The most nuanced error scenario: the manifest has been successfully published to S3, but the CURRENT pointer update fails. The data is written and the manifest exists — only the pointer is missing.

from shardyfusion.errors import PublishCurrentError

try:
    result = write_sharded(...)
except PublishCurrentError as exc:
    # The manifest is already published — recover by retrying just the CURRENT update
    manifest_ref = exc.manifest_ref
    if manifest_ref:
        log.warning(f"CURRENT update failed, manifest at: {manifest_ref}")
        # Option 1: Retry CURRENT update via the store
        # Option 2: Log manifest_ref for manual recovery
        # Option 3: Re-run the entire pipeline (idempotent with same run_id)
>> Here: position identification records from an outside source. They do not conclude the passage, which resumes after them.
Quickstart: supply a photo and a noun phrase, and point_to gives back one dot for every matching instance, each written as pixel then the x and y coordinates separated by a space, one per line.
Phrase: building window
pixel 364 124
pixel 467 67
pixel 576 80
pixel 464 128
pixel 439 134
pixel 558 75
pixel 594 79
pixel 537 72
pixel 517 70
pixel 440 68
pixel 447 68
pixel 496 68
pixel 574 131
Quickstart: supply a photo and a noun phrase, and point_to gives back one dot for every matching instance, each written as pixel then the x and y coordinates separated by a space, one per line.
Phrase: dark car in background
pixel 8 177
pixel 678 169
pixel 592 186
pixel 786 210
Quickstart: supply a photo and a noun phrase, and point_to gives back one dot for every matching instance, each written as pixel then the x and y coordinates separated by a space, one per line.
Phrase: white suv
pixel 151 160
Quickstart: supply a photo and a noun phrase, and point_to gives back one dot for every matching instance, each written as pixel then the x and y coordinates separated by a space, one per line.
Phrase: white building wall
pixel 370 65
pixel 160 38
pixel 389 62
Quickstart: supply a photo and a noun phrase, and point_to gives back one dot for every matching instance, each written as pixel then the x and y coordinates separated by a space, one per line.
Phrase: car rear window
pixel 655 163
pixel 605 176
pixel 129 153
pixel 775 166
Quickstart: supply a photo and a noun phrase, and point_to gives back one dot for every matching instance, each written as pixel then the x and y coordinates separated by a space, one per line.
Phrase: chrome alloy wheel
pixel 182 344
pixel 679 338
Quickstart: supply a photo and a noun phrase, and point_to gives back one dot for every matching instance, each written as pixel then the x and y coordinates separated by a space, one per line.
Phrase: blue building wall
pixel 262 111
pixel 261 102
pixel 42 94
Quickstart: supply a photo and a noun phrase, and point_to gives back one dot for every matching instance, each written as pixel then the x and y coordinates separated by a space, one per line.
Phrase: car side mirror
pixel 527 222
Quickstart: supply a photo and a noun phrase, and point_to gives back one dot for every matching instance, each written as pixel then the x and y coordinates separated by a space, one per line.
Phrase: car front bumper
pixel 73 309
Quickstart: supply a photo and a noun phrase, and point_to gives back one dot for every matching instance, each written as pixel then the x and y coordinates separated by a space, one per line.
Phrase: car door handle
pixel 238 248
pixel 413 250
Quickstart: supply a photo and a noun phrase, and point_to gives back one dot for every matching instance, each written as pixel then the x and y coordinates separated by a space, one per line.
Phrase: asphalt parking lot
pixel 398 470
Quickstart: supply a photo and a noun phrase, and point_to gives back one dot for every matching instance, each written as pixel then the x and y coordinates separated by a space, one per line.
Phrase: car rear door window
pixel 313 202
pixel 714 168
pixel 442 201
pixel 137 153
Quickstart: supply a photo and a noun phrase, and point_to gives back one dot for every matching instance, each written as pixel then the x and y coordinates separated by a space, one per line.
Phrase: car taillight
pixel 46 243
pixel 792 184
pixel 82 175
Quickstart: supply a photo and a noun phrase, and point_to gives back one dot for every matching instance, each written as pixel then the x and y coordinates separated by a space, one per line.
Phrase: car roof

Note: As of the latest version, publish_to_store() automatically retries PublishCurrentError up to 3 times with exponential backoff (1s → 2s → 4s) before raising. Manual retry is only needed if the automatic retries are also exhausted.

S3 Retry Behavior¶

The storage layer uses exponential backoff for transient S3 errors:

Attempts: 3 (initial + 2 retries)
Backoff: 1s → 2s → 4s
Retried conditions: HTTP 500, 503, throttling, connection timeouts
Not retried: HTTP 400, 403, 404, other client errors

If all retries are exhausted, S3TransientError is raised to the caller.

Best Practices¶

Catch ShardyfusionError, not Exception, for shardyfusion-specific handling.
Check retryable before implementing retry logic — non-retryable errors indicate bugs that retrying won't fix.
Log PublishCurrentError.manifest_ref in production — this is your recovery handle when the CURRENT pointer fails to update.
Use MetricsCollector to monitor S3_RETRY and S3_RETRY_EXHAUSTED events for infrastructure health.
Don't suppress errors during cleanup — reader close() now raises SlateDbApiError if any shard handle fails to close. Catch this at the application level if you need graceful degradation.